There is no question that Churchill is still revered today, but I do believe that how close Britain was to defeat, as the country stood alone against what appeared to be an unbeatable German military colossus, tends to be forgotten as the years go by. We get to see the devastation of the German air blitz on Britain and London, and how Churchill both coped with, and offered inspiration, in the face of continuing bad news. As Britain stood alone against the onslaught it appeared very likely that the Germans would attempt an invasion, and that potential added to the immense burden on Churchill.
The book gives us a look at Goebbels (the Vile), through his diary, showing him to be both perplexed and outraged by Churchill’s refusal to enter into peace talks with Germany. The Germans, including Hitler, never could settle on a way to deal with the British beyond the bombing campaign. Larson looks at the role of Hermann Goering, the Luftwaffe chief. Goring’s fundamental incompetence, and his reliance on cranks, especially in the intelligence field, was a key factor in the eventual British victory. Much of the German side material has been covered elsewhere, but it is fascinating in the context given by Larson.
Of course Churchill, for all his greatness, could not have won the war alone. We get to look at key members of the Churchill team, including Lord Beaverbrook, a fascinating figure. Churchill recognized that aircraft production would be something that would be critical to keeping Britain in the war, and he designated Beaverbrook as his head of Aircraft Production, a portfolio Churchill created. Beaverbrook was not a “team player” in a bureaucratic sense, but he drove his mission with zeal, ensuring that the British could replace the losses incurred in the Battle of Britain, and stay in the fight. Beaverbrook was a prima donna, but Churchill tolerated the constant threats of resignation, and squeezed the most out of a talented yet eccentric personality. It is, in my view, one of the key elements of Churchill’s greatness. He not only inspired his citizens, but he motivated his team in ways that drove the British forward when the chance of victory seemed non-existent.

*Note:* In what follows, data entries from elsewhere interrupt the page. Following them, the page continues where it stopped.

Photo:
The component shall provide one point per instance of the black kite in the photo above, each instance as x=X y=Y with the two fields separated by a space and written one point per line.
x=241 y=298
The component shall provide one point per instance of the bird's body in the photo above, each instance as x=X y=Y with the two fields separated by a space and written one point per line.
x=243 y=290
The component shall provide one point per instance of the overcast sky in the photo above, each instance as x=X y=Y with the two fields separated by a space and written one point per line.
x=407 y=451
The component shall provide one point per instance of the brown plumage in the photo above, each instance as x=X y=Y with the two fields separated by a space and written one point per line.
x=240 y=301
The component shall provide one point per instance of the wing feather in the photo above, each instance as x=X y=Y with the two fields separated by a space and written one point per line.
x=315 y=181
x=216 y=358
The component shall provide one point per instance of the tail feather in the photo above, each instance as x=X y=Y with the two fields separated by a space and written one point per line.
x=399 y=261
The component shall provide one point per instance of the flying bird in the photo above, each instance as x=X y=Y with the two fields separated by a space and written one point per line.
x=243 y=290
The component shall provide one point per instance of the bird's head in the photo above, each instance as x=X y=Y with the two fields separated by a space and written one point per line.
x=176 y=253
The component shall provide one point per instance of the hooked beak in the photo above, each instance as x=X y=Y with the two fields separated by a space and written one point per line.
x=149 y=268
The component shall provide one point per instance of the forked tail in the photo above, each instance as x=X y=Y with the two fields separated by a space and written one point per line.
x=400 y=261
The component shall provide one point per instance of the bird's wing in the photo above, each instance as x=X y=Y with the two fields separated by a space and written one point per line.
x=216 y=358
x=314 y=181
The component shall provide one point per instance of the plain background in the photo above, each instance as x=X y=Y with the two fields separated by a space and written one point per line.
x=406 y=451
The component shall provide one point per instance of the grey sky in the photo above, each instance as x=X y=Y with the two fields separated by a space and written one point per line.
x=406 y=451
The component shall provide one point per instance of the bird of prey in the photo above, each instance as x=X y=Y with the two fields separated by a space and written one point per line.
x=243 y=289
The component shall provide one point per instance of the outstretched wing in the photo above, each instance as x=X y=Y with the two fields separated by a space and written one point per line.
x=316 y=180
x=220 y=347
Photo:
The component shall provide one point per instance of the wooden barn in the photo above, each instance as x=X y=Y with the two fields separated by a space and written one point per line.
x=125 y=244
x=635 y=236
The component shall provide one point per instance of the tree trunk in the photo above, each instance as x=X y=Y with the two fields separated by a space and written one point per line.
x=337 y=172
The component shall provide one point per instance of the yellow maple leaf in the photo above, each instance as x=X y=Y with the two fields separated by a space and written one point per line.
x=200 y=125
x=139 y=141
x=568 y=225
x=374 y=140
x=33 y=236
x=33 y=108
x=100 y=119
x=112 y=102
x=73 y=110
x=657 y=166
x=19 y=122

Of course we see how much importance Churchill placed on the United States, and how he worked the Roosevelt angle as hard as he could. The U.S. was not quite ready to join the fight, but Churchill was relentless in his pursuit of Roosevelt, recognizing immediately that victory would likely be impossible without the entry of the military and industrial strength of America. Although he did not always meet success in his early endeavors with FDR Churchill had the political foresight to see how the war would play out, and acted accordingly.
The strength in the face of overwhelming odds, the description of the carnage brought on by the German air attacks and the Churchill response, and a close look at Churchill’s family and political circle make this book, for me, an outstanding effort, and well worth a read.